One of the classes I sometimes teach at Brown is a first-year seminar called The Power of Data. On the first day of class, I start with this fact, from the CDC: In 2017-2018, 42.7% of Americans were obese. I ask students a simple question: How do we know this?
Usually someone will respond with their first instinct: “Well, we know because we weighed them.” And then I ask the obvious follow-up: “Do you remember being weighed?” They do not, of course, and we are off and running. In fact, the figure is based on data from the National Health and Nutrition Examination Survey, which includes about 11,000 people each year. This leads into a discussion about sampling — when is this sample size sufficient, and for what conclusions?
It also leads us to a conversation about how we communicate about data. Why do we say 42.7% of Americans are obese, when we really mean 42.7% of this particular sample? When do we need to give more details?
The rest of the course is much like this, trying to help my students see where data comes from, what we can do with it, and what its limitations are.
The point of this story is that I like data. A lot. It’s what gets me up in the morning. I like collecting data, but even more than that, I like thinking about how to learn from it. How can we use what we see to tease out relationships that might be hard to see? What statistical methods are useful, and which are less useful? How can we make them better, or at least evaluate their quality?
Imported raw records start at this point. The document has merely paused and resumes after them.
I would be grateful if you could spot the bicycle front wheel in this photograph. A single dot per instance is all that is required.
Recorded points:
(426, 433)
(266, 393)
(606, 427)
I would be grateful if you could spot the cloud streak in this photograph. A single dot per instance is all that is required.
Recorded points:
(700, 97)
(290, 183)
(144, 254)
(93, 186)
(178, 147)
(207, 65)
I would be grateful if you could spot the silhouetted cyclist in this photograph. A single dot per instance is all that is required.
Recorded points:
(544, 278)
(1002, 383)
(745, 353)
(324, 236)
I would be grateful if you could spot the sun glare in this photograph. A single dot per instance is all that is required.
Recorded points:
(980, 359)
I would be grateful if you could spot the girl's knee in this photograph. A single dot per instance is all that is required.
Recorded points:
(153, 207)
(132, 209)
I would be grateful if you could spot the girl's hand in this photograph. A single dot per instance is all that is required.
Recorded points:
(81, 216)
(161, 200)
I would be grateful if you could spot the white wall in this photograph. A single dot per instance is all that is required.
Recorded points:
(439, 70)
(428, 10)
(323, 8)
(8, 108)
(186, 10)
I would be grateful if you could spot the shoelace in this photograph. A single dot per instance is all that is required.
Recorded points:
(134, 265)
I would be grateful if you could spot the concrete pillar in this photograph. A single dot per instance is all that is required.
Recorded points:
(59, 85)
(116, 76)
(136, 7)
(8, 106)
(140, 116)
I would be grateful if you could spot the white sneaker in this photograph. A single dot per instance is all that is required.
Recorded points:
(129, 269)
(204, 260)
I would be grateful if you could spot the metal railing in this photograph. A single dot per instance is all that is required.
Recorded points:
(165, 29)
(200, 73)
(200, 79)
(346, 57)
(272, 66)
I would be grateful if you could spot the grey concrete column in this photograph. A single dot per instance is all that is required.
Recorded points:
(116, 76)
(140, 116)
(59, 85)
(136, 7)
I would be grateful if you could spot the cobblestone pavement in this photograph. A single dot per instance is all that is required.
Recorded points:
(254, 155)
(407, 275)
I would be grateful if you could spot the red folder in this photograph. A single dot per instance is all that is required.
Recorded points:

Formalizing statistical methods is a big part of my academic profile. Explaining statistics is a huge part of my teaching and writing. In a sense, a roundup of what I write about statistics seems like it would be just a list of everything I do. But! In the past year, especially through the lens of COVID, I’ve been writing more directly about particular statistical topics. So I thought it would be useful to pull everything together in one place. Think of it as your own mini-course.
I’ve tried to organize these roughly in order of how I’d teach them in a class.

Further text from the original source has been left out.